Ah! gentlemen, that was a dreadful mistake. Such a secret can be safe nowhere. The whole creation of God has neither nook nor corner where the guilty can bestow it, and say it is safe. Not to speak of that eye which glances through all disguises, and beholds everything as in the splendor of noon; such secrets of guilt are never safe from detection, even by men. True it is, generally speaking, that “murder will out.” True it is that Providence hath so ordained, and doth so govern things, that those who break the great law of Heaven by shedding man’s blood, seldom succeed in avoiding discovery. Especially, in a case exciting so much attention as this, discovery must come, and wilt come, sooner or later. A thousand eyes turn at once to explore every man, everything, every circumstance connected with the time and place; a thousand ears catch every whisper; a thousand excited minds intensely dwell on the scene, shedding all their light, and ready to kindle the slightest circumstance into a blaze of discovery.
Meantime, the guilty soul can not keep its own secret.
It is false to itself, or rather it feels an irresistible
impulse of conscience to be true to itself. It
labors under its guilty possession, and knows not what
to do with it. The human heart was not made for
the residence of such an inhabitant. It finds
itself preyed on by a torment, which it dares not
acknowledge to God nor man. A vulture is devouring
it, and it can ask no sympathy or assistance either
from heaven or earth. The secret which the murderer
possesses soon comes to possess him; and, like the
evil spirits of which we read, it overcomes him, and
leads him whithersoever it will. He feels it
beating at his heart, rising to his throat, and demanding
disclosure. He thinks the whole world sees it
in his face, reads it in his eyes, and almost hears
its workings in the very silence of his thoughts.

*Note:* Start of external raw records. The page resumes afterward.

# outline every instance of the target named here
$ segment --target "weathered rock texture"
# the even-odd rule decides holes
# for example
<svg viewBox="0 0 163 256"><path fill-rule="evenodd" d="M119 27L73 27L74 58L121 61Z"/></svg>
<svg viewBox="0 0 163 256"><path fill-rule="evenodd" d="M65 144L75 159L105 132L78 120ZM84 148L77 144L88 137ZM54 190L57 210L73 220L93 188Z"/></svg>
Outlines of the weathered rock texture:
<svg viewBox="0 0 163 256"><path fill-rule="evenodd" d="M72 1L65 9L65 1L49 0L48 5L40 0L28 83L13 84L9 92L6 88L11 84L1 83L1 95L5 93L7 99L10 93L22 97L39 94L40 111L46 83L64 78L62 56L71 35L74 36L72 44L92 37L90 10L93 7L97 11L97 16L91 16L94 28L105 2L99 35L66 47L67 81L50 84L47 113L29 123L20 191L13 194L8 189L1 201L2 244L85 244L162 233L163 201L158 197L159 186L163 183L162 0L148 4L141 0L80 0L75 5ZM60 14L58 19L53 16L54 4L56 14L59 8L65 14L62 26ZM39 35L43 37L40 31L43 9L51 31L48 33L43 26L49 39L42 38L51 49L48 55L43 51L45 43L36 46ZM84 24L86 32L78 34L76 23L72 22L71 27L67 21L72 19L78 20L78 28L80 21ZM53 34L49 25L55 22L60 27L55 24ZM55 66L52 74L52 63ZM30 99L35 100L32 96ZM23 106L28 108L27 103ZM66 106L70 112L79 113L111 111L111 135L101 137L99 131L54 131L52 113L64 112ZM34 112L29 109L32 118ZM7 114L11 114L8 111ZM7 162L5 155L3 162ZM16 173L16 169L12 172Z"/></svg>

It has become his master. It betrays his discretion,
it breaks down his courage, it conquers his prudence.
When suspicions from without begin to embarrass him,
and the net of circumstance to entangle him, the fatal
secret struggles with still greater violence to burst
forth. It must be confessed, it will be confessed;
there is no refuge from confession but suicide, and
suicide is confession.
—Daniel
Webster.
Note.—The above extract is from Daniel Webster’s argument in the trial of John F. Knapp for the murder of Mr. White, a very wealthy and respectable citizen of Salem, Mass, Four persons were arrested as being concerned in the conspiracy; one confessed the plot and all the details of the crime, implicating the others, but he afterwards refused to testify in court. The man who, by this confession, was the actual murderer, committed suicide, and Mr. Webster’s assistance was obtained in prosecuting the others. John F. Knapp was convicted as principal, and the other two as accessaries in the murder.